Пушкин был европеец по воспитанию и привычкам, образованный и светский человек XIX века. И всюду, где он высказывал свои сознательные мнения, мы узнаем в них просвещенный, рационально-мыслящий ум. В идеях Пушкин – наш ровесник, плоть от плоти современной культуры. Но странно: творя, он точно преображается; в его знакомом, европейском лице проступают пыльные морщины Агасфера, из глаз смотрит тяжелая мудрость тысячелетий, словно он пережил все века и вынес из них уверенное знание о тайнах. В своей поэзии он мертв для современности. Что ему дневные страсти и страдания людей, волнения народов? Все, что случается, случалось всегда и будет повторяться вечно; меняются радужные формы, но сущность остается та же; от века неизменны мир и человек. В несметно-разнообразных явлениях жизни все вновь и вновь осуществляются немногие закономерности, с виду такие простые, – повторяются извечные были; и человек знает это, давно разгадал однообразие и безысходность своих судеб, и с незапамятных времен как бы сам себе неустанно твердит правду роковых определений. Эту древнюю правду носит в себе Пушкин; эти немногие повторные были он видит в событиях дня. Он беспримерно индивидуален в своем созерцании, и однако чрез его мышление течет поток ветхозаветного опыта.

Пушкин – язычник и фаталист. Его известное признание, что он склоняется к атеизму, надо понимать не в том смысле, будто в такой-то момент своей жизни он сознательно отрекся от веры в Бога. Нет, он таким родился; он просто древнее единобожия и всякой положительной религии, он как бы сверстник охотникам Месопотамии или пастухам Ирана. В его духе еще только накоплен материал, из которого народы позднее, в долгом развитии, выкуют свои вероучения и культы. Этот материал, накопленный в нем, представляет собою несколько безотчетных и неоспоримых уверенностей, которые логически связаны между собою словно паутинными нитями и образуют своего рода систему.

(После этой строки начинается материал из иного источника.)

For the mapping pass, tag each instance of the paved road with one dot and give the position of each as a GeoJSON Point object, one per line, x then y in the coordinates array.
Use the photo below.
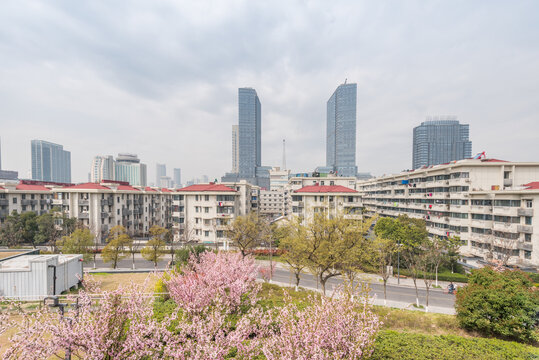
{"type": "Point", "coordinates": [395, 293]}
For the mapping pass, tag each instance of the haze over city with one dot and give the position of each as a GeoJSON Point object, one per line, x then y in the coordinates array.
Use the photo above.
{"type": "Point", "coordinates": [161, 79]}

Самый общий и основной догмат Пушкина, определяющий все его разумение, есть уверенность, что бытие является в двух видах: как полнота, и как неполнота, ущербность. И он думал, вполне последовательно, что полнота, как внутренно-насыщенная, пребывает в невозмутимом покое, тогда как ущербное непрестанно ищет, рыщет. Ущербное вечно терзаемо голодом, и оттого всегда стремится и движется; оно одно в мире действует.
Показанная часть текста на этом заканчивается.